European commercial property values rise for the fourth consecutive quarter.

European commercial real estate values edged higher in the second quarter of 2025, extending a run of quarterly gains that signals improving stability across the sector. Fresh analysis from Altus Group’s Pan-European dataset revealed that values rose 0.6% compared to the previous quarter, and are now 2.8% higher year-on-year.
The upward trend marks the fourth consecutive quarter of growth, suggesting that despite patchy macroeconomic conditions, market fundamentals are slowly regaining balance. Altus Group’s dataset tracks €29 billion of assets under management across 17 European countries, spanning offices, industrial, retail, residential and alternative real estate segments.
Phil Tily, senior vice president at Altus Group, described the steady rise as a sign of resilience: “Four consecutive quarters of valuation improvements are a clear sign that market fundamentals are stabilising across Europe. Despite mixed conditions, the CRE valuation trends point to a market regaining its footing and gearing up for the next phase of the cycle.”

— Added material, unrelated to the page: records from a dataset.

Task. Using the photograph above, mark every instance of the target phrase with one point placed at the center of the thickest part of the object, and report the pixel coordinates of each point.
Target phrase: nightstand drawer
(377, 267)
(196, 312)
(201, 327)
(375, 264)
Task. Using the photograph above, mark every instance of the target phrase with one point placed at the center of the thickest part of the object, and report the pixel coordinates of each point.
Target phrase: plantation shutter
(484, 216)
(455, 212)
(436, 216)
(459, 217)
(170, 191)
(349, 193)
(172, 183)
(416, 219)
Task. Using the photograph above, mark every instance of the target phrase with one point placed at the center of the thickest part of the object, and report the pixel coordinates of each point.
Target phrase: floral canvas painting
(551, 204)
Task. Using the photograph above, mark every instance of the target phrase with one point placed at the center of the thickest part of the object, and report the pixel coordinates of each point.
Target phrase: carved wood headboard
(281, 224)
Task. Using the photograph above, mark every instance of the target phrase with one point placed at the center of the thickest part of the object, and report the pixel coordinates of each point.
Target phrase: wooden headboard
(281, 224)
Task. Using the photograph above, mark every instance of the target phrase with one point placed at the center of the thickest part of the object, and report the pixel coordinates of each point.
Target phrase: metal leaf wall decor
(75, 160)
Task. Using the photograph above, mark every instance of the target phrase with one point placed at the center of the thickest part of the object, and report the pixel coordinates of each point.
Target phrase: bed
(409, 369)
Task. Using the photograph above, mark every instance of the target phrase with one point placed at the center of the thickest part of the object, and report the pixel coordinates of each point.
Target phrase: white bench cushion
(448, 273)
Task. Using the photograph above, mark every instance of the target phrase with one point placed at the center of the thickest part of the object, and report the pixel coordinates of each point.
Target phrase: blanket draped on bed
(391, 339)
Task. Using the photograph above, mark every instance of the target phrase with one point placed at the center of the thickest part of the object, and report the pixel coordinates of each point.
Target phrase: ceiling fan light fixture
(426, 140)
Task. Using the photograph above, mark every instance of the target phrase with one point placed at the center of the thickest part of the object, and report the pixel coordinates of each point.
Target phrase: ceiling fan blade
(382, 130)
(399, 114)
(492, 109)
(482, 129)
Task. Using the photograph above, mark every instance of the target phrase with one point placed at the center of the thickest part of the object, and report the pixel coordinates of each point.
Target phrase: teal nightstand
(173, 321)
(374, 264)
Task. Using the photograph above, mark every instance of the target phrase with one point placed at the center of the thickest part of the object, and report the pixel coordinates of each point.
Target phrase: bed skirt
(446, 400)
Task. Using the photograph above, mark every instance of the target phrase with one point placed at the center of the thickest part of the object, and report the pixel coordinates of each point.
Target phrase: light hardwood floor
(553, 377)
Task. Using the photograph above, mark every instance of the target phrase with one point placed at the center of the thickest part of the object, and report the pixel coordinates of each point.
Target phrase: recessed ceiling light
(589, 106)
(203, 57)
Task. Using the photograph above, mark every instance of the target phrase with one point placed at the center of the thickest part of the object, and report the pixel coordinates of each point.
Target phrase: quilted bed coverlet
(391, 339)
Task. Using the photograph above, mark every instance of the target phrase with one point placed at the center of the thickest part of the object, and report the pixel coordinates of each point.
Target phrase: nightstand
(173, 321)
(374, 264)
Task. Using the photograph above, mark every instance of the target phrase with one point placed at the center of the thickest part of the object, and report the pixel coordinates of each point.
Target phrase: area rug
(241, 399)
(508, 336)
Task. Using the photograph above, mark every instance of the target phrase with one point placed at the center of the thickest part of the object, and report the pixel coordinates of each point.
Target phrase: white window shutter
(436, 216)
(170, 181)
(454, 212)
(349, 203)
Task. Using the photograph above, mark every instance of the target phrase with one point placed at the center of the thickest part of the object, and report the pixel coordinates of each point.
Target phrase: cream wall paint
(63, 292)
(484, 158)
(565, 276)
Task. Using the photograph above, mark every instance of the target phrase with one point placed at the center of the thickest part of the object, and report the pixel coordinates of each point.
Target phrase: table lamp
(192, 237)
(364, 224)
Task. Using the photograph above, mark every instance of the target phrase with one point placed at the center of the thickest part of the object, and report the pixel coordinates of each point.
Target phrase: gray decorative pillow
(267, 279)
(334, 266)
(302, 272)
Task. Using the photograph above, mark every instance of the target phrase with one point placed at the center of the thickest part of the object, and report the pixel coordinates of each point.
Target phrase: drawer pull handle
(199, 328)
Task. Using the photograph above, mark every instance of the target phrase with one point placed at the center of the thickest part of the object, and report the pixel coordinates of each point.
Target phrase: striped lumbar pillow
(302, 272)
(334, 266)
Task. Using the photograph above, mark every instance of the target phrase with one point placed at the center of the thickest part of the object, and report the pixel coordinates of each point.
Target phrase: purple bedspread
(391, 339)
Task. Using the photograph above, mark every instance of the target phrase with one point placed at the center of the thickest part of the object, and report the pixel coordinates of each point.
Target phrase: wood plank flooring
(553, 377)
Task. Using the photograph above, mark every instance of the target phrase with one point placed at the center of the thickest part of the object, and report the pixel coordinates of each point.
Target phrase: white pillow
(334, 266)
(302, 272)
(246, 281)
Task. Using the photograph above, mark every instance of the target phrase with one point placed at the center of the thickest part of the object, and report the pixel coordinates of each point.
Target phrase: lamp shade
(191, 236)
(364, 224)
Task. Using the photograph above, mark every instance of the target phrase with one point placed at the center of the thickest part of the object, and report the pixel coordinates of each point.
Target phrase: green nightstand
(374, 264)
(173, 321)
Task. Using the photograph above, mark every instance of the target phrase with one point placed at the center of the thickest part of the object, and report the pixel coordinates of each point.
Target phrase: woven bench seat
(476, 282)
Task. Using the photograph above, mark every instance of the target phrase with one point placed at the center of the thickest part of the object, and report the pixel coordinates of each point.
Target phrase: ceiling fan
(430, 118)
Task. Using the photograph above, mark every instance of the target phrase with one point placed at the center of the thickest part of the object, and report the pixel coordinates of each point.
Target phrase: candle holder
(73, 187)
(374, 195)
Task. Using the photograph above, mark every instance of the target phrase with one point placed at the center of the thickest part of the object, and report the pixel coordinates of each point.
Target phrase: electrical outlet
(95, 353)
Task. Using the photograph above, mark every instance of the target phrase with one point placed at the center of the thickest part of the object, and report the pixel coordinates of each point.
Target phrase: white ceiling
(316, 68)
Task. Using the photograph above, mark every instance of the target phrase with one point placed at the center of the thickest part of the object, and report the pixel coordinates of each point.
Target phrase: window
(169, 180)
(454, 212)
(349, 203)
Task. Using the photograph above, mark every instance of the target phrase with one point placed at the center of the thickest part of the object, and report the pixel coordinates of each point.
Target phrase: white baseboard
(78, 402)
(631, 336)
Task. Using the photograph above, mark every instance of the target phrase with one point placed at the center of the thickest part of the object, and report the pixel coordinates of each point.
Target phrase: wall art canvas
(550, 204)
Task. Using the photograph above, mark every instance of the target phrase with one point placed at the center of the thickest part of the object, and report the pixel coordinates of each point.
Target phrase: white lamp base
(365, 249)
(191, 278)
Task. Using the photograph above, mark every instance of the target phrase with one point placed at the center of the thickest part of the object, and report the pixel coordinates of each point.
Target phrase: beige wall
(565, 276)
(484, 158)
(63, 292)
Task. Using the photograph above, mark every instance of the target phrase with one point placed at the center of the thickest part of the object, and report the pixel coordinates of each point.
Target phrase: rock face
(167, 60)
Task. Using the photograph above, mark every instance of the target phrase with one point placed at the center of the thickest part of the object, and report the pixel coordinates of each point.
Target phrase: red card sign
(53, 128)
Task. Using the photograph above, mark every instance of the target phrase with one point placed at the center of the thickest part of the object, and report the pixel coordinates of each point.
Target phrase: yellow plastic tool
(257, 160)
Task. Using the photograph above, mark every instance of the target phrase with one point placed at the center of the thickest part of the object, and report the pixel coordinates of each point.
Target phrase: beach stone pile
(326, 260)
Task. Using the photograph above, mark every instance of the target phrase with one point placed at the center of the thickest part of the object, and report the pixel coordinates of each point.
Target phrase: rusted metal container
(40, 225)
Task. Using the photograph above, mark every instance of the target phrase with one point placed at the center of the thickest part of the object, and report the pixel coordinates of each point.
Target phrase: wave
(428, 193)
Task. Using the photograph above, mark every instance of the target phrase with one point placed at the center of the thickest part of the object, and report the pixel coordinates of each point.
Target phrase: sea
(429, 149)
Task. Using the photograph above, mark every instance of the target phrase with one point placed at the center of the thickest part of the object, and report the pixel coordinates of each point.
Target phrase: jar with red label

Sector performance reveals shifting dynamics.
The residential sector once again led performance, with values up 0.9% in Q2. Stronger cashflow fundamentals underpinned the increase, even as yields rose. Industrial assets followed closely with a 0.8% gain, although cash flow appreciation slowed compared to earlier quarters.
Offices and retail, by contrast, remained subdued. Both sectors posted just 0.3% growth, highlighting the ongoing pressure from weak rental demand and rising costs. In retail, particularly, higher operating expenses offset limited gains in rents, restricting cash flow momentum. Still, the fact that values managed to nudge higher suggests that stabilisation is taking hold even in the most challenged segments.
Outside the core sectors, student accommodation stood out with a sharp 1.9% quarter-on-quarter increase, reflecting investor appetite for alternative property types that can provide more predictable income streams.
UK offices buck the continental trend.
Looking more closely at regional markets, Altus Group’s analysis showed UK offices outperforming their continental counterparts. Values in the UK office sector climbed 0.8% during Q2, compared to a European office average of 0.3%. That rise was attributed to favourable yields and ongoing rental growth, which helped sustain investor confidence.
Year-on-year, however, UK office values were broadly flat, while some continental markets lagged behind. German offices slipped 0.6% over the year, while the Netherlands recorded a steeper decline of 1.5%. France was the exception, posting an impressive 6.8% annual rise in office values.
Even so, UK offices remain under structural pressure. Over the past three years, valuations have dropped around 7%, underscoring the challenges posed by shifting occupier demand and higher vacancy rates.
Outlook and investor sentiment
Although growth slowed compared with earlier quarters, the 0.5% increase in cash flows was the lowest in a year; the broader picture is one of cautious optimism. Lower interest rates and tighter yields are helping to underpin values, and investor sentiment has become more positive as evidence mounts that the market may be entering a recovery phase.
For lenders, brokers and advisers, these incremental gains offer reassurance. As one industry observer noted, commercial real estate valuation services will welcome this news as they help clients navigate a market where prime assets continue to hold up better than secondary stock.
With the gap between stronger-performing sectors such as residential and weaker ones like retail becoming more pronounced, opportunities are emerging for investors willing to take a selective approach. After several years of uncertainty, four straight quarters of growth point to a European real estate market that may finally be stabilising and preparing for its next cycle.